Why not give free market healthcare for veterans a try? (MORE: A VIETNAM VETERAN EMAILS)

Instead of continually having them be treated at poorly run, ineffective, unacceptable government-run ‘healthcare’ facilities?

Michelle Malkin has more links, including a spot-on one from David Bernstein at The Volokh Conspiracy:

If private companies had mismanaged outpatient care for veterans the way the V.A. system has, there would be strong calls from all the usual quarters for a government takeover, and proclamations of how we can’t trust “greedy” for-profit companies to take care of veterans. Funny how this thought process doesn’t seem to work in reverse, except among “free market ideologues,” who have been criticizing the V.A. for years.

Jason at Countercolumn notes that this isn’t new news, except now it’s being reported by a major media outlet where it’s getting a lot more coverage than it has before. I’ve personally heard of examples of the VA’s shoddy healthcare system for years, but usually all you get from Congress is a lot of posturing, flag-waving, ‘outrage’, and money-throwing. And watch, after all the hearings are over and all the firings, retirements, and replacements occur, Congress will get back to doing what they do best: throwing money and rhetoric at something that is best handled by the private sector and should have been handled that way all along.

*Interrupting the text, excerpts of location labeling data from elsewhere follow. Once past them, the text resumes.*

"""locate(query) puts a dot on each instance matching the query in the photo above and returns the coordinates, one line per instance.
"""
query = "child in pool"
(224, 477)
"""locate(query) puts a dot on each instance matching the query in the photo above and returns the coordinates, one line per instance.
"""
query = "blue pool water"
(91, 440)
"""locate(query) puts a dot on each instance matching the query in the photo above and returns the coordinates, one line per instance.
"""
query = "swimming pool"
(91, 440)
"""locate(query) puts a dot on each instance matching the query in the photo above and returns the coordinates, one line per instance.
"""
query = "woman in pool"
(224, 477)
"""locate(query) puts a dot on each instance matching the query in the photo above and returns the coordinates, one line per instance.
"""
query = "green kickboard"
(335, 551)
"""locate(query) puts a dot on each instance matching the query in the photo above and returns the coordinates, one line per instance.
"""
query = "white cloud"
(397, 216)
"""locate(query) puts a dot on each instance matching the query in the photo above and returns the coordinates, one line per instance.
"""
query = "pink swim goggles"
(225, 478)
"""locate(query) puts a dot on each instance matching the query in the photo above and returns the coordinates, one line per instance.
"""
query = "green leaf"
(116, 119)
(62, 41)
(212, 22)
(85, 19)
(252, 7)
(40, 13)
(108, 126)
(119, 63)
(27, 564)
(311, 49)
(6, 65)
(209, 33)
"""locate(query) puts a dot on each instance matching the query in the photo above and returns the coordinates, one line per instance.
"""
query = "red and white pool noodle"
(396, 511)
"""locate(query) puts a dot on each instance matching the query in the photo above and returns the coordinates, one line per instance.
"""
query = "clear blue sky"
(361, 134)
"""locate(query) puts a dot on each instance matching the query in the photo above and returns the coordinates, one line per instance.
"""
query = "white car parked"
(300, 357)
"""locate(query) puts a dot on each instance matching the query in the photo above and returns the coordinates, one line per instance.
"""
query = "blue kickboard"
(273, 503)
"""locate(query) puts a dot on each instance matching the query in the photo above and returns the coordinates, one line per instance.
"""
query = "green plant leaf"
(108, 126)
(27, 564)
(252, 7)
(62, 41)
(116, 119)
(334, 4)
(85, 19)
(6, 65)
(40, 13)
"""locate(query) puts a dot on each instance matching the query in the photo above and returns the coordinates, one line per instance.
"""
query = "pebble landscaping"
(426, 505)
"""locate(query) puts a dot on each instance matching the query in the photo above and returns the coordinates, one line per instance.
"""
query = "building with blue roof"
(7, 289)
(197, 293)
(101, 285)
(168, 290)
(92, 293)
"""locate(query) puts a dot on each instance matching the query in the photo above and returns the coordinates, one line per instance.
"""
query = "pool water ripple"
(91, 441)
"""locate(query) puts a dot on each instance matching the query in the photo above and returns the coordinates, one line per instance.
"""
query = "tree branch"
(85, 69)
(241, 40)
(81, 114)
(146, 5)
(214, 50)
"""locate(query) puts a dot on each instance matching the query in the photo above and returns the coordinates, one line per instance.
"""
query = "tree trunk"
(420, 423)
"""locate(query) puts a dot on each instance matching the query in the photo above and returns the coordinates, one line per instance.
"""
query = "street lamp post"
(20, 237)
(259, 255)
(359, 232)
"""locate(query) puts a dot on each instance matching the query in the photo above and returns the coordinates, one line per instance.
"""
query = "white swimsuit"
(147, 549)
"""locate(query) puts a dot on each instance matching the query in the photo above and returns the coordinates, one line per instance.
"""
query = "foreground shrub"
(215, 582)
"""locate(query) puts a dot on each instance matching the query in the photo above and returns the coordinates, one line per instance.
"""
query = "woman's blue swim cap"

PM Update: A reader who is a Vietnam vet wrote in:

The quality of treatment one receives at a military medical facility often depends upon the luck of the draw, and where you happen to be located (geographically speaking). As is the case in the civilian healthcare world, there are cutting edge facilities staffed by talented personnel, and then there are “others.” My own personal experience with (active duty) military med facilities is a mixed bag, ranging all the way from “shameful” to “adequate, but certainly nothing to crow about.” I cannot comment on VA hospitals (which are a different animal entirely) -as I have never been treated in one.

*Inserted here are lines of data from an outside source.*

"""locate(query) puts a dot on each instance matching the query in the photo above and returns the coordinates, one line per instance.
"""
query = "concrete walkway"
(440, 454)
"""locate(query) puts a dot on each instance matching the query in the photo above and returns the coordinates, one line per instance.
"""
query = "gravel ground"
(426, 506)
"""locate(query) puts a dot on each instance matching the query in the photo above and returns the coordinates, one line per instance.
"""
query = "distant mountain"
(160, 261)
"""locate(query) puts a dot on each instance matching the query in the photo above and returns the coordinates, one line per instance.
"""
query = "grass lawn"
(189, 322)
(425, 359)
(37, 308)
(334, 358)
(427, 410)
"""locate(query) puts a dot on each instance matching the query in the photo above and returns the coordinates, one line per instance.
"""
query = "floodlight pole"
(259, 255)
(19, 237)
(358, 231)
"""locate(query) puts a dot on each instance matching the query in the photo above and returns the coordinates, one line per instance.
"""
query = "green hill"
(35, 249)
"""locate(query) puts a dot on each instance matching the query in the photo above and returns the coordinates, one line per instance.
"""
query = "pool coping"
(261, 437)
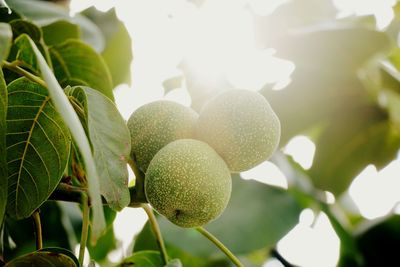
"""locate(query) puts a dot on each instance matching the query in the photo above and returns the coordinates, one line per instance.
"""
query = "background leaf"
(3, 153)
(174, 263)
(5, 41)
(38, 144)
(348, 144)
(76, 63)
(60, 31)
(143, 259)
(45, 258)
(44, 13)
(110, 140)
(78, 133)
(20, 26)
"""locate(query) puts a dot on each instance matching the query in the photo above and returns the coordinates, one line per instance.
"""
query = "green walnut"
(241, 126)
(188, 183)
(154, 125)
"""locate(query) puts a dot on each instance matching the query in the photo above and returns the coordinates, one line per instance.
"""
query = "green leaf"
(143, 259)
(44, 13)
(55, 231)
(49, 257)
(107, 241)
(20, 26)
(174, 263)
(5, 41)
(7, 16)
(325, 81)
(147, 241)
(25, 52)
(60, 31)
(118, 50)
(3, 153)
(76, 63)
(246, 225)
(69, 116)
(38, 146)
(111, 144)
(348, 144)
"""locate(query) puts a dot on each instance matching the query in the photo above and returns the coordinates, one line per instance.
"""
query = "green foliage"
(5, 41)
(60, 31)
(118, 49)
(38, 144)
(76, 63)
(42, 14)
(188, 183)
(3, 153)
(263, 224)
(48, 257)
(143, 258)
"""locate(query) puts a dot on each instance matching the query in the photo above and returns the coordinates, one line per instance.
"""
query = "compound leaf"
(38, 144)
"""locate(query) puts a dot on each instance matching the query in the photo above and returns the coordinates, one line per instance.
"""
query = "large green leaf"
(247, 224)
(349, 143)
(110, 140)
(331, 46)
(20, 26)
(76, 63)
(71, 119)
(55, 231)
(118, 49)
(44, 13)
(143, 259)
(50, 257)
(60, 31)
(5, 41)
(38, 144)
(3, 153)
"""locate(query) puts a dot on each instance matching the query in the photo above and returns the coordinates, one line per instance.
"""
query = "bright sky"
(225, 34)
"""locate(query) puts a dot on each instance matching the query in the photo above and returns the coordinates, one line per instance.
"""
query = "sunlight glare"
(267, 173)
(376, 193)
(127, 224)
(302, 149)
(316, 245)
(381, 9)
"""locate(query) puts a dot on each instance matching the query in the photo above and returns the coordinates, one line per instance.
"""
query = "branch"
(157, 232)
(221, 246)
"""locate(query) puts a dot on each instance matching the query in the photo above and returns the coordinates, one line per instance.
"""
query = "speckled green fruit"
(241, 126)
(154, 125)
(188, 183)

I am (like many others) unhappy at the sight of rundown buildings, etc, at Walter Reed. But then, I saw lots of that kind of thing thirty-plus years ago when I was still in uniform. So I am hardly surprised.

As to any congressional hearings that may arise from the Walter Reed story, I figure to be extremely skeptical. Most of the sitting members in the House and Senate that I hear squealing the loudest have been in D.C. for many years. If the state of military medicine and healthcare facilities were really important to them, we’d have heard something from these “servants of the people” long before now. But as I see it, it’ll just be another photo op, and little else.

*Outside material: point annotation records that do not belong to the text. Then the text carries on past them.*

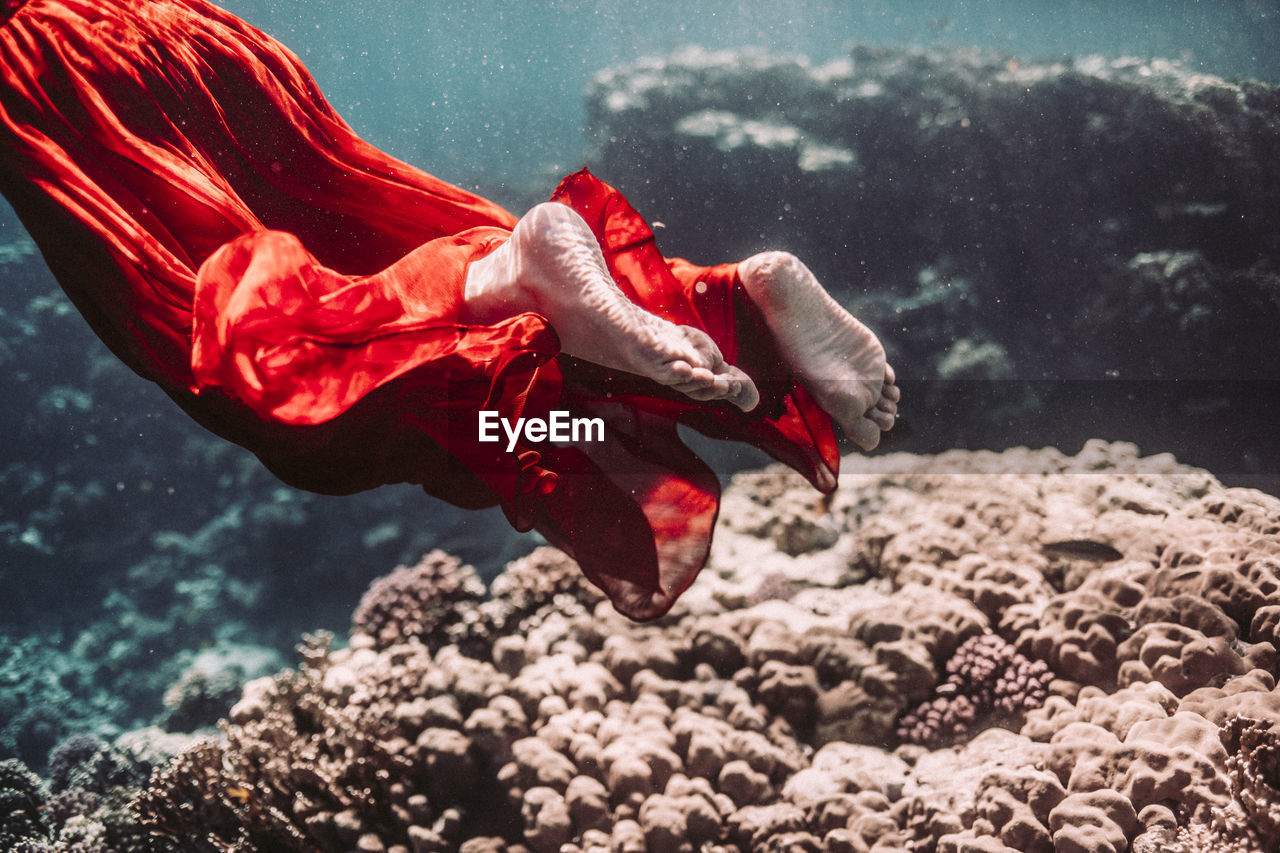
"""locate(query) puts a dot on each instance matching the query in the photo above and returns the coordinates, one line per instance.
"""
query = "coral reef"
(986, 676)
(746, 724)
(1004, 223)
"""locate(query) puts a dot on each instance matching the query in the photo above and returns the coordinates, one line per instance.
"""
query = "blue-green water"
(128, 538)
(489, 92)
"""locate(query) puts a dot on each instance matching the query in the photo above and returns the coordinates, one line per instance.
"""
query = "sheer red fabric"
(297, 292)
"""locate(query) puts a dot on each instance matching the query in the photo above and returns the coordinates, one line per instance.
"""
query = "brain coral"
(732, 726)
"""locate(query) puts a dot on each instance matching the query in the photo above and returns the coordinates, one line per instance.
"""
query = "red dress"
(297, 291)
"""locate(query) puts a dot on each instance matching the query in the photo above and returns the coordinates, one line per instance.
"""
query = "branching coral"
(1253, 767)
(430, 601)
(986, 676)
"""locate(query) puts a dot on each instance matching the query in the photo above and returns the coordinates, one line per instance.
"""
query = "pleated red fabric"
(297, 291)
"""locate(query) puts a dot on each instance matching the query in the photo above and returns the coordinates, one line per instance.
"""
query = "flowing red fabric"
(297, 291)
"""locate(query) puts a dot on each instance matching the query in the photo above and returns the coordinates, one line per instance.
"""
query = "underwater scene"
(1041, 614)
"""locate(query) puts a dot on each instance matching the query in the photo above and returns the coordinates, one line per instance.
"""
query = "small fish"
(1082, 550)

To be perfectly honest, I’d be thrilled if military hospitals ceased to exist and the patients were farmed out to specialty medical facilities in the civilian sector. As you know, we have (in this country) some of the finest ER/trauma/surgery/etc hospitals as exist in the entire world. I think our soldiers/sailors/airmen would be served at least as well through them as they are through existing military hospitals. Granted, it can’t all be “outsourced,” since we’d still have to maintain frontline med units to evacuate and provide immediate care to those taken right from battlefields. But I think it’s high time we considered different ways of providing essential care for our people in the military services.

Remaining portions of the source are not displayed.